A terra
Por um lado, “O meio físico tem para ele uma realidade envolvente e bizarra, servindo de quadro à concepção do mundo e de suporte ao universo inventado.” É um sertão ao mesmo tempo rude e belo, “de encanto extraordinário” (113).
Mas ao mesmo tempo, não se trata de mera descrição do meio físico: “Aqui, um vazio; ali, uma impossível combinação de lugares; mais longe uma rota misteriosa, nomes irreais. E certos pontos decisivos só parecem existir como invenções. Começamos então a sentir que a flora e a topografia obedecem frequentemente a necessidades da composição; que o deserto é sobretudo projeção da alma, e as galas vegetais simbolizam traços afetivos.” (114)
A prova maior disso estaria no papel do São Francisco, que é ao mesmo tempo “acidente físico e realidade mágica, curso d’água e deus fluvial, eixo do sertão.” O grande rio divide o mundo em duas partes: “o lado direito e o lado esquerdo, carregados do sentido mágico-simbólico que esta divisão representa para a mentalidade primitiva. O direito é o fasto; nefasto o esquerdo.” (114)
Na margem direita, “a topografia parece mais nítida; as relações, mais normais“. É o espaço “do grande chefe justiceiro Joca Ramiro”, de Zé Bebelo [que lutava pelo fim do jaguncismo], “da vida normal no Curralinho”, “da amizade ainda reta (…) por Diadorim”. (114)
Já na margem esquerda, “a topografia parece fugidia” e até imaginária, correspondendo aos “fatos estranhos e desencontrados que lá sucedem”. É a “Margem da vingança e da dor, do terrível Hermógenes (…) das tentações obscuras; das povoações fantasmais; do pacto com o diabo.” (114)
É nesta margem que “se situam, perdidos no mistério, os elementos mais estranhos do livro: o campo de batalha do Tamanduá-tão; as Veredas-Mortas; o liso do Sussuarão, deserto-símbolo; o arraial do Paredão, com ‘o diabo na rua, no meio do redemoinho’. (115)
Todavia, é também na margem esquerda, como compensação, que temos “o amado Urucuia; como flor e esperança de resgate, Otacília, da Fazenda Santa Catarina, nos Buritis Altos”. (115)

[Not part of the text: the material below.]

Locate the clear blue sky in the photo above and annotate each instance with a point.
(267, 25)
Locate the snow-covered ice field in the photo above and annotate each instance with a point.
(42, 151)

Esta oscilação está presente por exemplo nos encontros com Diadorim, pois este “é uma experiência reversível que une fasto e nefasto, lícito e ilícito, sendo ele próprio duplo na sua condição”.
“Essa heterolateralidade” (…) mostra a coexistência do real e do fantástico, amalgamados na invenção e, as mais das vezes, dificilmente separáveis.” (114)
Ele dá dois exemplo disso. O primeiro é dado pelas Veredas-Mortas, onde ele tentara fazer o pacto com o demônio, local que depois ele descobre se chamar Veredas Altas. O outro é o do liso, barreira aparentemente instransponível e infernal, sem água [símbolo da vida]. (114), onde até mesmo Medeiro Vaz fracassa em sua tentativa de cruzá-lo com seus homens, mas que Riobaldo atravessa “com relativa facilidade” (116) [lembra Excalibur]:
‘Rasgamos sertão. Só o real. Se passou como se passou, nem refiro que fosse difícil, ah; essa vez não podia ser! Sobrelégios? Tudo ajudou a gente, o caminho mesmo se econominava.’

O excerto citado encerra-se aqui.